Equality was what the students from FAMU and FSU wanted when they decided that they had the same rights as Whites to be served at the Woolworth’s lunch counter. Other students in the South had taken the same tact to demonstrate against segregation.
Patricia Stephens and her sister, Priscilla, led the protest. They also were central to the growth of the Congress of Racial Equality.
Steele recalled how he and others had to persevere to make it through the protest. They started the protest on Feb. 13, then returned a week later. Police began to arrest them then.
“There were times, we’d become a little distressed by all yelling, name-calling, bigotry,” he said. “I never felt scared to do what I was doing (but) there were moments when it seemed incredibly frightening.”
Civil rights attorney John Due, Priscilla’s husband, said his wife was fighting for equal rights until the day she died.
“Her attitude has always been this; I didn’t ask to be born, but since I’m here I’m going to make it better for myself and everybody else,” Due said.
“They recognized it was not just an issue of civil rights but human rights,” he said of the protesters. “They were treated like dogs. This is why it’s important for the next generation to understand that the struggle continues.”
A group of young men from the Omega Lamplighters organization created the backdrop at the press conference. They carried signs that Joyner said are replicas of the original placards carried by the students 60 years ago.
One sign read: “We are more alike than we are different.” Another simply said “created equal.” Then there was one that read “we do not believe in violence.”

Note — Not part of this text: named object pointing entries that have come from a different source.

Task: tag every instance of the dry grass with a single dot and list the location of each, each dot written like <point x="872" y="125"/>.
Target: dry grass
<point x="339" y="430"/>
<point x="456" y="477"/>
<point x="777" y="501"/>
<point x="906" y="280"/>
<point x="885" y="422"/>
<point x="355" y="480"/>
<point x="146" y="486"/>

That went to the core of the students’ strategy. They all did time in jail instead of posting bail, a choice Due said they made because paying would imply they were guilty of a crime.
The protesters set an example that his generation has to follow, said Terrance McPherson, one of the teenagers with Omega Lamplighters.
“We have to use the encouragement and do things that we need to in the community,” McPherson said. “That’s bringing peace to the community so we can all come together to press toward more movement like this so the community could be in peace and not all the gang violence, gun violence and everything else that is going on.”